When an attacker sends a maliciously crafted compressed message to a vulnerable MongoDB server, the server allocates a buffer based on a fake decompressed size and then mistakenly returns uninitialized heap memory. Since this behavior occurs before authentication, no credentials are needed to exploit it. Sensitive in-memory data, such as passwords, API keys, or internal logs, can be exfiltrated silently and at scale.
The flaw affects all supported and legacy MongoDB server versions from v3.6 through v8.2.2, including:
- MongoDB 8.2.0 – 8.2.2
- MongoDB 8.0.0 – 8.0.16
- MongoDB 7.0.0 – 7.0.27
- MongoDB 6.0.0 – 6.0.26
- MongoDB 5.0.0 – 5.0.31
- MongoDB 4.4.0 – 4.4.29
- All MongoDB 4.2, 4.0, and 3.6 versions
Patches have been released in versions 8.2.3, 8.0.17, 7.0.28, 6.0.27, 5.0.32, and 4.4.30. MongoDB Atlas customers have already received updates, while self-managed deployments remain at risk.
The first public exploit for MongoBleed was published on December 25, 2025, by security researcher Joe Desimone. The proof-of-concept tool, available on GitHub, can leak memory from any exposed MongoDB instance simply by providing its IP address. The tool allows scanning memory regions at various offsets and can extract login credentials, secrets, and other sensitive data.
Exploitation was observed within 24 hours of the exploit's release. Notably, in the breach of Ubisoft's Rainbow Six Siege services on December 28, 2025, at least one attacker group is reported to have gained access via a misconfigured MongoDB instance vulnerable to CVE-2025-14847. From there, the attackers pivoted to internal systems, accessing source code repositories and backend tooling.
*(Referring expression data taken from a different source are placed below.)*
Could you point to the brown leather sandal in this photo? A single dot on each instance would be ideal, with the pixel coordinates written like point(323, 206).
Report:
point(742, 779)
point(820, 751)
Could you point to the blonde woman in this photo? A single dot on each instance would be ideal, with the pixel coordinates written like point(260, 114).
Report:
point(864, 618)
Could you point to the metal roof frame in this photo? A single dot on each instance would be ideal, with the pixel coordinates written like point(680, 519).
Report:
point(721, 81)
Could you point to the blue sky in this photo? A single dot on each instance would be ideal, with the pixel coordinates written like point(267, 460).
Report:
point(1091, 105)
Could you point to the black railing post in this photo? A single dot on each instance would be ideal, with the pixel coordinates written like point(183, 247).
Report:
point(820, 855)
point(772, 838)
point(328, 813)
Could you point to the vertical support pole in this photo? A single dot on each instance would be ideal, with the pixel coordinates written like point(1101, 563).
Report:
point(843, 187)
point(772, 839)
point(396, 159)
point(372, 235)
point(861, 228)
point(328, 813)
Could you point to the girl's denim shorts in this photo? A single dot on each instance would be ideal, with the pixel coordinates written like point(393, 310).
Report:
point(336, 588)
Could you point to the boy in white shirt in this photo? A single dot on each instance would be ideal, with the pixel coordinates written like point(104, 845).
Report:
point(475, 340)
Ubisoft, a major publisher in the global gaming industry, relies on MongoDB for parts of its backend services, including those supporting Rainbow Six Siege, a competitive multiplayer shooter with an active esports ecosystem and millions of daily users.
Detection, remediation, and defense
Organizations running affected versions of MongoDB should upgrade immediately to patched releases. If upgrading is not feasible in the short term, administrators should disable zlib compression by launching MongoDB with the –networkMessageCompressors or net.compression.compressors option set to omit zlib. Acceptable alternatives include snappy, zstd, or full compression deactivation.
Internet-exposed MongoDB ports should be firewalled, and access restricted to trusted IP ranges or private networks. Security teams should review logs for suspicious activity, specifically, connection bursts without accompanying metadata.
Security researcher Florian Roth has released an open-source tool called mongobleed-detector. The script analyzes MongoDB logs for exploitation patterns: hundreds or thousands of short-lived connections from a single IP, each lacking client metadata. It works offline, supports .gz logs, and includes forensic capabilities for multi-host analysis.
The bar for exploitation is now low, requiring only basic scripting and public tools. With an estimated 200,000+ exposed MongoDB instances globally and 42% of cloud environments using vulnerable versions, the risk of large-scale exploitation remains high.